Harvest TV show to pit man against machine

How efficient is the modern combine harvester when you compare it to traditional hand-harvesting?


This is one of the questions that will be posed during a primetime BBC TV programme about this year’s harvest which starts tonight (11 September).


Harvest is a three-part series, fronted by Gregg Wallace and Philippa Forrester, which will show the process of harvest across a range of arable, fruit and vegetable farms in order to shed light on modern British farming.


The main focus of the arable harvest will be on Fletchers Farm near Colchester, Essex, which is run as a partnership between David and Alison Bradshaw and their son Tom. Production includes oilseed rape, winter and spring malting barley, milling oats, fava beans (for export) and marrowfat peas,


Another of the farmers who will feature in the show is neighbouring Essex farmer and Farmers Weekly columnist Guy Smith.


Mr Smith said when he was contacted by the show’s producers he suggested that it was crucial to show how mechanisation had transformed harvest over just a couple of generations.

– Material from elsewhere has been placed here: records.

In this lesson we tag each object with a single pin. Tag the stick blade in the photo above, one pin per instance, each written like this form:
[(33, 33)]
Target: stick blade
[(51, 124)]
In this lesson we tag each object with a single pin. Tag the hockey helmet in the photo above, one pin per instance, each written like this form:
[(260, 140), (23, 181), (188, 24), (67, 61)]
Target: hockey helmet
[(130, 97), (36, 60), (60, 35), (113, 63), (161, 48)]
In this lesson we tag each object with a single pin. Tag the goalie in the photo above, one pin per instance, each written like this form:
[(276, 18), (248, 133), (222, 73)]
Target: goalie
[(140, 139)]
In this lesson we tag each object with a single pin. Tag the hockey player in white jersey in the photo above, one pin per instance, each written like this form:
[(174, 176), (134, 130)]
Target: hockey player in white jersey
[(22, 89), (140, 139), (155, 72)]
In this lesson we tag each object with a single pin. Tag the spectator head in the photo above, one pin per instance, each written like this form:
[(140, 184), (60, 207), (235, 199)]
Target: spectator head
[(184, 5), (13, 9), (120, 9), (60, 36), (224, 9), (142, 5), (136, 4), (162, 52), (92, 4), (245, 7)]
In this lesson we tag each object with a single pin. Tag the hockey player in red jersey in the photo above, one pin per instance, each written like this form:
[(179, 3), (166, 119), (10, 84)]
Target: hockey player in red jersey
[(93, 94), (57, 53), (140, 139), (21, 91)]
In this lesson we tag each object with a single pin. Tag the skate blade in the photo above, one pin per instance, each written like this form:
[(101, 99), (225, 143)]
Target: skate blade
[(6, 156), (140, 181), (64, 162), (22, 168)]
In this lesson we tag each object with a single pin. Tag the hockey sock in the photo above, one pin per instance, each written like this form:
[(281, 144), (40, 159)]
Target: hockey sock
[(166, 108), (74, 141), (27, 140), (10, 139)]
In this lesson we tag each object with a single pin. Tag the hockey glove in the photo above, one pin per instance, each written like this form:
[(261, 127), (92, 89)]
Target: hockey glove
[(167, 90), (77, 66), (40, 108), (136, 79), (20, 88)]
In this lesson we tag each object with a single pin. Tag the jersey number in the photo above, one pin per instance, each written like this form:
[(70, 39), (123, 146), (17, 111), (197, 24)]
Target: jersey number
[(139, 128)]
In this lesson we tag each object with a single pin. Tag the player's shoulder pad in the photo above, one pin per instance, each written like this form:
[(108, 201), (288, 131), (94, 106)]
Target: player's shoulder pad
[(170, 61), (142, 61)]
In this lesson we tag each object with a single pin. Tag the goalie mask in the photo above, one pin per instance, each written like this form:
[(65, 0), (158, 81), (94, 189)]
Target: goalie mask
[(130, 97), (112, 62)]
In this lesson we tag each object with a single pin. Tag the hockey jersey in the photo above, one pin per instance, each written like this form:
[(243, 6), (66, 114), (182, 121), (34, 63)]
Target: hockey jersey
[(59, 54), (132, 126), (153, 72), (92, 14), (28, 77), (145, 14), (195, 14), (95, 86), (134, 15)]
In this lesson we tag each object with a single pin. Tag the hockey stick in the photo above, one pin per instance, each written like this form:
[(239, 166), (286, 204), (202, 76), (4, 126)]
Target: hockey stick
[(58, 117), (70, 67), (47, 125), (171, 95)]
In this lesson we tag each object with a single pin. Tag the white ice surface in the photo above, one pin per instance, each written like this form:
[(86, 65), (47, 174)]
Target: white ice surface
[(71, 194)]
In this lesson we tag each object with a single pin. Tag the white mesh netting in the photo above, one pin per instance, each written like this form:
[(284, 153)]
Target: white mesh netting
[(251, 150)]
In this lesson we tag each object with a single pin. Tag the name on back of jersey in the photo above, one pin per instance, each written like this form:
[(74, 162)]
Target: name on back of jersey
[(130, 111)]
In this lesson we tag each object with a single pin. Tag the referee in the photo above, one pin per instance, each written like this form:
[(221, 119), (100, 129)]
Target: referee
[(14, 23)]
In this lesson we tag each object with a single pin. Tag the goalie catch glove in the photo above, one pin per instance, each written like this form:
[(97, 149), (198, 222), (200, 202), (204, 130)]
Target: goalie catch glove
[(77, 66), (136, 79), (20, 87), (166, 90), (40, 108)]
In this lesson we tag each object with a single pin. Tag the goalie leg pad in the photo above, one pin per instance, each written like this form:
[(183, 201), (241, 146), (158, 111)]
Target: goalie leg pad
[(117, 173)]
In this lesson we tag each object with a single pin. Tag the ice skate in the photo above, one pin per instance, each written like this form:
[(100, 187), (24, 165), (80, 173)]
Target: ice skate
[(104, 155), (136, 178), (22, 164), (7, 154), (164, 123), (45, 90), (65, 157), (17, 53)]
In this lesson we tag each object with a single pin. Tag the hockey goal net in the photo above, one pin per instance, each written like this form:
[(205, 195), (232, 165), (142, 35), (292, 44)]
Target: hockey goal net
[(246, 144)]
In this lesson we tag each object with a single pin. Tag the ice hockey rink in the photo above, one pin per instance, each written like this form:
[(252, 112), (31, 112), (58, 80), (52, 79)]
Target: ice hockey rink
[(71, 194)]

“In one or two generations we have gone from having hundreds of people involved, to harvest being done with one or two people and a big-capacity machine. I wanted to look at that.”


To investigate how much things have changed the production team worked with Mr Smith to set up an experiment on his farm.


Dealer Ernest Doe provided a New Holland CR8080 SmartTrax combine, which was pitted against a team of volunteers who learned the art of cutting the crop by hand, threshing it and then finally winnowing it to clean it.


Harvest is on at 8pm on BBC2 on 11 and 12 Spetember and at 9pm on 13 September.